The question nobody seems quite able to answer is what happens next.

Despite owning only 42% of UkrTransNafta, Kolomoisky became accustomed to the de facto running of its business operations. However, as the Financial Times reported, a new law passed in parliament effectively gave back control of the company to the state, which owns 50% plus one share.

The new law lowers the numbers of shareholders required to be present for a vote at a meeting, a move that is widely seen as damaging to the interests of Kolomoisky’s Privat Group.

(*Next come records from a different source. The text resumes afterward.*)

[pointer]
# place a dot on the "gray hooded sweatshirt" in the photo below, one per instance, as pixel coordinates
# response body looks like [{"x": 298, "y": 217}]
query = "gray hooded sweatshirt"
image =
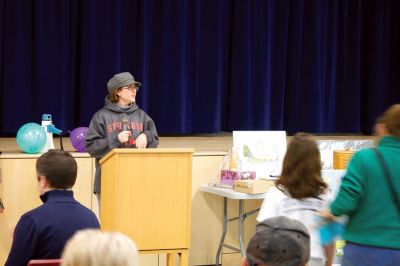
[{"x": 106, "y": 123}]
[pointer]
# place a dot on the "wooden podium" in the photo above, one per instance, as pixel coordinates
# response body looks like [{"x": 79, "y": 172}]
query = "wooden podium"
[{"x": 146, "y": 194}]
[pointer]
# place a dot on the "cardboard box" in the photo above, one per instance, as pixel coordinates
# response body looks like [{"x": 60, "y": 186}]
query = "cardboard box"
[{"x": 253, "y": 186}]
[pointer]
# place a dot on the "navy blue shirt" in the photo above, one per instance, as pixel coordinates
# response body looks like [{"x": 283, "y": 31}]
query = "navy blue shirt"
[{"x": 42, "y": 232}]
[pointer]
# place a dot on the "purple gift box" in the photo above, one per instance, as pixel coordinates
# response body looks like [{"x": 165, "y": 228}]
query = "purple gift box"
[{"x": 228, "y": 177}]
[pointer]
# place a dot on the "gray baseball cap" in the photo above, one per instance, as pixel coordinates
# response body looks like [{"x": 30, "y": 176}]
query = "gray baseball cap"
[
  {"x": 120, "y": 80},
  {"x": 279, "y": 241}
]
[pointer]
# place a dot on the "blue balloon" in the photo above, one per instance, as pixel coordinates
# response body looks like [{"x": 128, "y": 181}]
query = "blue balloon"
[{"x": 31, "y": 138}]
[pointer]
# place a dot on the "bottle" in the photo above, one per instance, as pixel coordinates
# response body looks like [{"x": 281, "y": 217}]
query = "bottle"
[{"x": 46, "y": 121}]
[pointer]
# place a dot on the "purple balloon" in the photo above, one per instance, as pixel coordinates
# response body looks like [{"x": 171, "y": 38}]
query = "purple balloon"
[{"x": 77, "y": 138}]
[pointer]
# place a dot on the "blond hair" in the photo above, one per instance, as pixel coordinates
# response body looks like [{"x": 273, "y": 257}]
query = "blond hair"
[{"x": 92, "y": 247}]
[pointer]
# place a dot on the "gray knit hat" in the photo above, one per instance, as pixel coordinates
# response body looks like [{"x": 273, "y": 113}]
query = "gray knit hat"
[
  {"x": 121, "y": 80},
  {"x": 279, "y": 241}
]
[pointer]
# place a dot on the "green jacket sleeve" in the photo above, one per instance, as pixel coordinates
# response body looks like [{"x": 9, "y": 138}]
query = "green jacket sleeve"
[{"x": 352, "y": 188}]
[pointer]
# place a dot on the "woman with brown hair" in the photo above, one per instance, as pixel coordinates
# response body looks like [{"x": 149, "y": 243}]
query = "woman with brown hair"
[
  {"x": 300, "y": 193},
  {"x": 370, "y": 196}
]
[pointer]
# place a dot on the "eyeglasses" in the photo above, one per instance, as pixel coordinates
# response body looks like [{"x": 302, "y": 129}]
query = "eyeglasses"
[{"x": 131, "y": 88}]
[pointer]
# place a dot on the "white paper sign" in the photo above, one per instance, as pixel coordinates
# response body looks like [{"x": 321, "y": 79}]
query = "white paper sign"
[{"x": 260, "y": 151}]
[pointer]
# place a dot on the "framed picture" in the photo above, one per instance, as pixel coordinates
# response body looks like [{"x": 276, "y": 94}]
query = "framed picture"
[{"x": 260, "y": 151}]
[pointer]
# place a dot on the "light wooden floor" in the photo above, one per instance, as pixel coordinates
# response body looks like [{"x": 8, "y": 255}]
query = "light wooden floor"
[{"x": 201, "y": 144}]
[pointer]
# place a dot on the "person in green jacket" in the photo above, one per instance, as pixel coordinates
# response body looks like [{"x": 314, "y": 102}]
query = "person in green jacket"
[{"x": 372, "y": 233}]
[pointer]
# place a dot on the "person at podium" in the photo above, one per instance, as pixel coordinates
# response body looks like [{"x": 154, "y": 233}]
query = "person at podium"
[{"x": 119, "y": 124}]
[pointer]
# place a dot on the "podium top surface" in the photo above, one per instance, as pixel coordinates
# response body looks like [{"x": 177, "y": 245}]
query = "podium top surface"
[{"x": 145, "y": 151}]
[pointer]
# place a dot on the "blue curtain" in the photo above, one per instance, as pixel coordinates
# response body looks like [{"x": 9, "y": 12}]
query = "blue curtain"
[{"x": 207, "y": 66}]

In interviews on Ukrainian TV, supporters of Kolomoisky’s accused the president of launching a politically motivated attack on him. Meanwhile, the governor called for past privatization of state assets to be reviewed in a move that is likely to anger his fellow oligarchs and one that could be interpreted as a challenge to the state.

The idea of a standoff between powerful factions within the Ukrainian state — especially those with their own private armies — will hardly reassure international backers who are being asked to stump up additional funds for the beleaguered country. Yet imposing state control over its portfolio of assets is also likely to be key if it is to implement the economic reforms demanded by the International Monetary Fund.

There are already signs Kiev is willing to compromise, with Kolomoisky announcing that the new company chairman would not be carrying out any investigations of its finances. That, however, may simply be a temporary lull in a spat that threatens to pit powerful business interests against the reform agenda of the government.